Today, in addition to some voice-over work, Marlo focuses on charitable organizations such as St. Jude Children’s Research Hospital, where she’s a national outreach director. In 2014, she was awarded a Presidential Medal of Freedom by Barack Obama for her philanthropy and time spent giving back to sick and dying children.
This need to give back to the community likely stems from her father’s influence as well. Marlo has been quoted discussing how he raised her and her siblings, stating that her dad “said there were two kinds of people in the world: givers and takers. The takers may eat better, but the givers sleep better.”
That New Girl
The 2011 hit “New Girl” starring indie queen Zooey Deschanel, which had the same concept of an independent, slightly naive woman, borrowed from “That Girl” in more than one way. In addition to casting Deschanel, who had the same brown hair, bangs and big eyes as the young Marlo Thomas. Deschanel, like Thomas, also came from a family that was involved in the entertainment industry.

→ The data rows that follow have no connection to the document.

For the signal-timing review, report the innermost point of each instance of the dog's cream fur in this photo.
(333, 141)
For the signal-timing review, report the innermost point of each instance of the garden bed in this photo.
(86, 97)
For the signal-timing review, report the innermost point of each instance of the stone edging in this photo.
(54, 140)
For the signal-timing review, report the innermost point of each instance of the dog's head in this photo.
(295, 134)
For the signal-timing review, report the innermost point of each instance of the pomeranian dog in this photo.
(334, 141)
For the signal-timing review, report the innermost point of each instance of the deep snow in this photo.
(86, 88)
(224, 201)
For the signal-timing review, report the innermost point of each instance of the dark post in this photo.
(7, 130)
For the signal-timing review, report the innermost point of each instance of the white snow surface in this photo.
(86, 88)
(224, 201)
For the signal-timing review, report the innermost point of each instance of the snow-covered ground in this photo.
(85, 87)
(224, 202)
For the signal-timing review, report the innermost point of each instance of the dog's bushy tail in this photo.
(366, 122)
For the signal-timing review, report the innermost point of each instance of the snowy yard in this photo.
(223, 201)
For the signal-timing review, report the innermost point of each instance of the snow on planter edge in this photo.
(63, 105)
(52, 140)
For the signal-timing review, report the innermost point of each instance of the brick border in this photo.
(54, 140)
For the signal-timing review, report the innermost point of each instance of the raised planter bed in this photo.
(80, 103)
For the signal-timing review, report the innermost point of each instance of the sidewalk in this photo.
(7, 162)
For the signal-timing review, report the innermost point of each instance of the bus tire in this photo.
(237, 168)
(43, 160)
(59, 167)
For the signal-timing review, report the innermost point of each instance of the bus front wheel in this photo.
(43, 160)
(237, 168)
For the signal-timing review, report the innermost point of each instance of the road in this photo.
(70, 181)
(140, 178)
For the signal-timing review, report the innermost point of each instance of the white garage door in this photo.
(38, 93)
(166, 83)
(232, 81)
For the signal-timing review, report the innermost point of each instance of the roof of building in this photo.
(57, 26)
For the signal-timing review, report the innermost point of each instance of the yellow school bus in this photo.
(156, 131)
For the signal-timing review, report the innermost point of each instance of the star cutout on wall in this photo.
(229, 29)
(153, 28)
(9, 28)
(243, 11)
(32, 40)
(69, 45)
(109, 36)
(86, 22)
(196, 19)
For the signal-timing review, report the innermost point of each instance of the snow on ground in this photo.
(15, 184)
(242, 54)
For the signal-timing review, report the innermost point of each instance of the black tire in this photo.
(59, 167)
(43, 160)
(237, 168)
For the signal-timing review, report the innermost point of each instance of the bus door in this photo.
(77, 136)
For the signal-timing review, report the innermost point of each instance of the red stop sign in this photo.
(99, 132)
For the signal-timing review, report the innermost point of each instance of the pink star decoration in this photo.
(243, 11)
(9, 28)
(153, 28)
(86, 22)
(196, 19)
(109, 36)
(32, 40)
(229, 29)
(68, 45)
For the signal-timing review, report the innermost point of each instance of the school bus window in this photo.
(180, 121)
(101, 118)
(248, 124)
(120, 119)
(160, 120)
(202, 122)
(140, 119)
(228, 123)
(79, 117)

Deschanel’s character, Jess, rebounds after breaking up with her long-time boyfriend, unlike Ann Marie, who dated her boyfriend Donald throughout the entire series. But like Ann Marie, Jess is a feminist primarily focused on her career. “New Girl”, when released in 2011, poked fun at its similarities to “That Girl” with an ad campaign that showed Deschanel dressed as Ann Marie.
A Generation of Influencers
Marlo Thomas has admitted that “That Girl” opened a lot of doors for women in entertainment, citing the quirky female characters that have come after Ann Marie. In addition to Jessica Day of “New Girl”, Thomas penned in a 2011 Huffington Post essay that she also saw Tina Fey’s “Liz Lemon” from “30 Rock” as well Chris Coffler’s “Kirk” of “Glee” fame as influencers in the entertainment industry. Coffler, especially, for his ability to connect with young homosexual viewers.
In the article, Thomas also identified Kate & Allie, Rosanne Barr, Murphy Brown, Rachel from “Friends”, and Carrie Bradshaw as other groundbreaking leading women in television.